A dismissal does not include where a person is demoted in his or her employment without a significant reduction in duties or remuneration and remains employed by the employer.
3. Who can bring unfair dismissal claims?
To bring a claim for unfair dismissal you have to satisfy the following conditions-
You must have completed a continuous period of employment with your employer of at least 6 months (or 12 months if the employer has less than 15 employees).
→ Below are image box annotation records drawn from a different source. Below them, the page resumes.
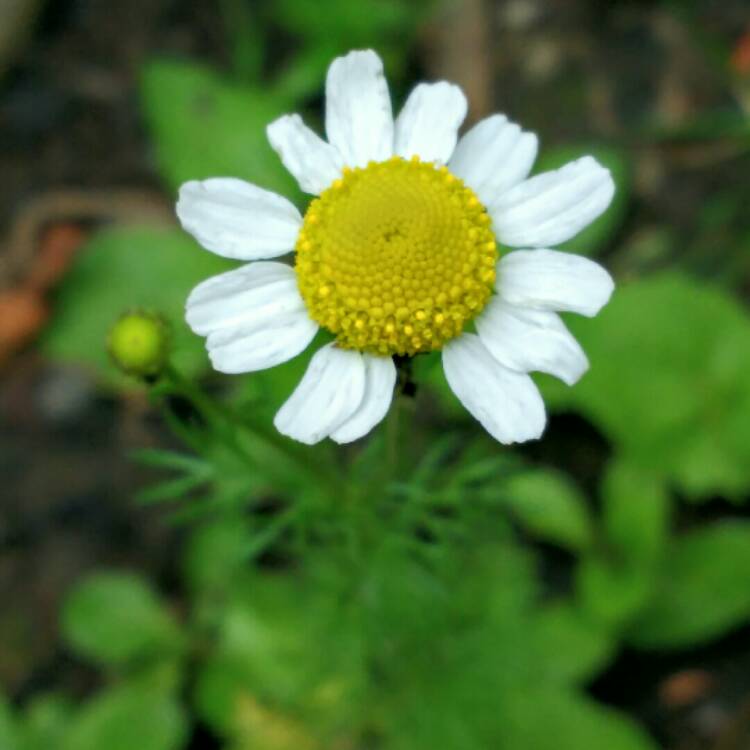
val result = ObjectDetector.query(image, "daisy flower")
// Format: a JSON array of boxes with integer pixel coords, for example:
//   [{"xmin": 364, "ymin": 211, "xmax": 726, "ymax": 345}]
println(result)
[{"xmin": 177, "ymin": 50, "xmax": 614, "ymax": 444}]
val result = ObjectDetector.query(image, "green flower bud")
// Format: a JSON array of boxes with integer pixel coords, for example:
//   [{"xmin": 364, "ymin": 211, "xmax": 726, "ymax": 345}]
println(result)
[{"xmin": 107, "ymin": 310, "xmax": 169, "ymax": 379}]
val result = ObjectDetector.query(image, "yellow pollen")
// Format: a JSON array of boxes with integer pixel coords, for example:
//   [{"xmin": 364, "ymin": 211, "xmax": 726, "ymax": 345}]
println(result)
[{"xmin": 296, "ymin": 156, "xmax": 498, "ymax": 355}]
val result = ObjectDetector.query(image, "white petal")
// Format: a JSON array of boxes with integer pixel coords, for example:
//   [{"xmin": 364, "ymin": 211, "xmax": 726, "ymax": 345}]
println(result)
[
  {"xmin": 489, "ymin": 156, "xmax": 615, "ymax": 247},
  {"xmin": 326, "ymin": 50, "xmax": 393, "ymax": 167},
  {"xmin": 177, "ymin": 177, "xmax": 302, "ymax": 260},
  {"xmin": 393, "ymin": 81, "xmax": 466, "ymax": 164},
  {"xmin": 206, "ymin": 310, "xmax": 318, "ymax": 374},
  {"xmin": 448, "ymin": 115, "xmax": 539, "ymax": 206},
  {"xmin": 266, "ymin": 115, "xmax": 343, "ymax": 195},
  {"xmin": 185, "ymin": 261, "xmax": 305, "ymax": 336},
  {"xmin": 495, "ymin": 249, "xmax": 615, "ymax": 317},
  {"xmin": 331, "ymin": 354, "xmax": 396, "ymax": 443},
  {"xmin": 475, "ymin": 296, "xmax": 589, "ymax": 385},
  {"xmin": 273, "ymin": 343, "xmax": 365, "ymax": 445},
  {"xmin": 443, "ymin": 333, "xmax": 546, "ymax": 444}
]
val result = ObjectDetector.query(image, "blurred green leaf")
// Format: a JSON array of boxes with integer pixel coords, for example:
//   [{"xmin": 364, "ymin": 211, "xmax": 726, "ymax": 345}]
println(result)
[
  {"xmin": 602, "ymin": 459, "xmax": 670, "ymax": 565},
  {"xmin": 534, "ymin": 145, "xmax": 631, "ymax": 255},
  {"xmin": 628, "ymin": 521, "xmax": 750, "ymax": 649},
  {"xmin": 540, "ymin": 272, "xmax": 750, "ymax": 500},
  {"xmin": 62, "ymin": 573, "xmax": 181, "ymax": 666},
  {"xmin": 41, "ymin": 227, "xmax": 231, "ymax": 387},
  {"xmin": 0, "ymin": 693, "xmax": 21, "ymax": 750},
  {"xmin": 505, "ymin": 688, "xmax": 657, "ymax": 750},
  {"xmin": 532, "ymin": 601, "xmax": 615, "ymax": 685},
  {"xmin": 183, "ymin": 516, "xmax": 250, "ymax": 591},
  {"xmin": 141, "ymin": 60, "xmax": 300, "ymax": 200},
  {"xmin": 21, "ymin": 694, "xmax": 74, "ymax": 750},
  {"xmin": 576, "ymin": 555, "xmax": 655, "ymax": 629},
  {"xmin": 504, "ymin": 469, "xmax": 592, "ymax": 550},
  {"xmin": 61, "ymin": 683, "xmax": 187, "ymax": 750}
]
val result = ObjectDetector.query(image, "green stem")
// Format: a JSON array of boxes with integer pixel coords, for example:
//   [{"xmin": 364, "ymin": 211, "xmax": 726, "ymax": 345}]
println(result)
[{"xmin": 163, "ymin": 366, "xmax": 346, "ymax": 496}]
Your annual earnings (not including superannuation) must be less than the prescribed amount of $133,000, or, if your earnings are over this amount, you must be covered by an award or enterprise agreement.
Casual employees are generally excluded from bringing an unfair dismissal application unless they have systemic hours of employment and an ongoing expectation of work.
Trainees and contractors are also generally excluded from unfair dismissal laws for the same reasons.
4. How can you make an unfair dismissal claim?
You must lodge your applications for unfair dismissal claims with the Fair Work Commission within 21 days of the dismissal. This is a very strict timeframe. The Commission will only allow an application to be heard in rare circumstances if it is not filed under this deadline. You can find the application form for unfair dismissals here.
After you have lodged your application, a representative of the Fair Work Commission will contact you to arrange a conciliation meeting with your former employer, which is held by an independent conciliator from the Commission.
The parties may agree to settle on terms including:
providing an apology,
providing a reference or statement of service,
payment of financial compensation or reemployment.
If conciliation is unsuccessful, a member of the Fair Work Commission will hold a conference or a hearing to resolve a dispute. Conferences are generally private and hearings are held in public. The Commission will let you know which applies to your application by issuing you with a ‘Notice of Listing’. You will require permission to be represented by a lawyer at the conference or hearing if they are not from a union. You can also give evidence to the Commission in the form of witness statements.
5. What are the remedies for unfair dismissal?
If the Fair Work Commission is satisfied that reinstatement is inappropriate, he/she may award compensation to an employee who was unfairly terminated. However, the Commission cannot award compensation for shock, distress or humiliation of the employee.
When determining the amount of compensation that may be awarded, the Fair Work Commission will take into account
the employees’ length of service,
the remuneration the employee would have received, or would have been likely to receive if they had not been terminated,
the efforts of the employee to mitigate the loss suffered because of the termination, such as looking for alternative work,
the amount of remuneration earned by the employee from employment or alternative work during the period between the termination and making the compensation order.
The compensation cap for an unfair dismissal claim is the lesser of the amount of remuneration received by the person, or that they were entitled to receive (whichever is higher) in the 26 weeks before the termination, or half the amount of the high-income threshold immediately before the termination.
Please note that this article is designed to provide you with information. It is not to be considered as legal advice.